We watched a solitary seagull taking a long walk down the beach. He looked like he had things on his mind. I stared at that leaping fire, looked into the deep, enchanting red, way down by the coals. I hated to admit it, but maybe Hailey was right about a guy’s sweatshirt, the way it could make you feel.
Behind us, from far up on the hill, you could hear a door slam. An angry shudder, maybe, or just the force of the wind.
“Ouch,” Ash said at the sound.
I looked at the house behind me, white in the moonlight, with the yellow glowing windows. I saw a light shut off. Nearly all my people were in one place.
“Hey, I’d better go,” I said.
“Yeah? Too bad.”
I tossed his sweatshirt across his lap. He stood when I did. He looked at me with those dark, intense eyes. “Hey, you can share my log anytime,” he said.
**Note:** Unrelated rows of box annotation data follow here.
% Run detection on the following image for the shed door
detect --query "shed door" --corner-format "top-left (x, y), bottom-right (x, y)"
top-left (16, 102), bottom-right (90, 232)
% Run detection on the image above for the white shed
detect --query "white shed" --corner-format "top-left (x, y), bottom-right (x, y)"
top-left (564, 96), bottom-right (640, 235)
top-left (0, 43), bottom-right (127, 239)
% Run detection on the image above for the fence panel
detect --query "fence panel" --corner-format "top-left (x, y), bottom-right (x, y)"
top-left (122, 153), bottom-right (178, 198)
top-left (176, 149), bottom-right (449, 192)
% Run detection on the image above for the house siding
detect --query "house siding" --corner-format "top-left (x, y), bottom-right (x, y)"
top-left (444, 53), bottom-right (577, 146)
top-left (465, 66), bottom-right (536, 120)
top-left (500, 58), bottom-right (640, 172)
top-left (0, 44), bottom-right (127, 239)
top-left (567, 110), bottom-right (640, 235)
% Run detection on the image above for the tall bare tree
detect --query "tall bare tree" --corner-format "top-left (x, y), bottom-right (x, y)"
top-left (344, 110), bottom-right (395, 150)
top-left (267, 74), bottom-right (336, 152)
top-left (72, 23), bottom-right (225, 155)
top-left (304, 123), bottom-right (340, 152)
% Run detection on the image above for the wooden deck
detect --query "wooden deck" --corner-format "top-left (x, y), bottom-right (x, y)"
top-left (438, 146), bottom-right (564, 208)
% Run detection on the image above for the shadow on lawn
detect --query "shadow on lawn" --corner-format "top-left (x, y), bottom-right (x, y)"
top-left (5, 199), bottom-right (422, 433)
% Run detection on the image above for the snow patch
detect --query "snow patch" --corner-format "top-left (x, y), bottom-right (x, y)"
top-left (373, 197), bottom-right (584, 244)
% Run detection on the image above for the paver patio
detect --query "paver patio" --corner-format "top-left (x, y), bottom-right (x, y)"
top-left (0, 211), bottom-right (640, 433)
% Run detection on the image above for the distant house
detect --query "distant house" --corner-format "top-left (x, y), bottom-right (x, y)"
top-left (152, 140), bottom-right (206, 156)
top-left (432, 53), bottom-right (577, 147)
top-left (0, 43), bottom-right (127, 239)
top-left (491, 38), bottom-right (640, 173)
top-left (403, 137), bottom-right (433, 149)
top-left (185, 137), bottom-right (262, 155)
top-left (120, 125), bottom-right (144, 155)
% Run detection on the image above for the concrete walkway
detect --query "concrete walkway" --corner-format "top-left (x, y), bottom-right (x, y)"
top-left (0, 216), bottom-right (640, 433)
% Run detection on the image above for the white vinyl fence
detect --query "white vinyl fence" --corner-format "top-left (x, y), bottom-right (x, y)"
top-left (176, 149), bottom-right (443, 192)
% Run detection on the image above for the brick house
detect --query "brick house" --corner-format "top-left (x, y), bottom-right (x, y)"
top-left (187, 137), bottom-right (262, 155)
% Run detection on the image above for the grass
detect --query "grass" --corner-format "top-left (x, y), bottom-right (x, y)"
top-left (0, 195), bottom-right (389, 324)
“Great,” I said. I don’t know. The way he looked—he seemed as dangerous to me as that ocean then, with its tides and undercurrents. With its wide possibilities, stretching to other unknown continents.
“Okay,” he said.
“Okay,” I said back.
I turned to head home. But Ash called out.
“Hey, Cricket Girl,” he said.
“Hey, Ash Boy.”
“You seeing anyone?”
I didn’t know what to say. Janssen and I
were
and
weren’t.
We were in some relationship waiting room, with bad magazines and a clock ticking too loudly.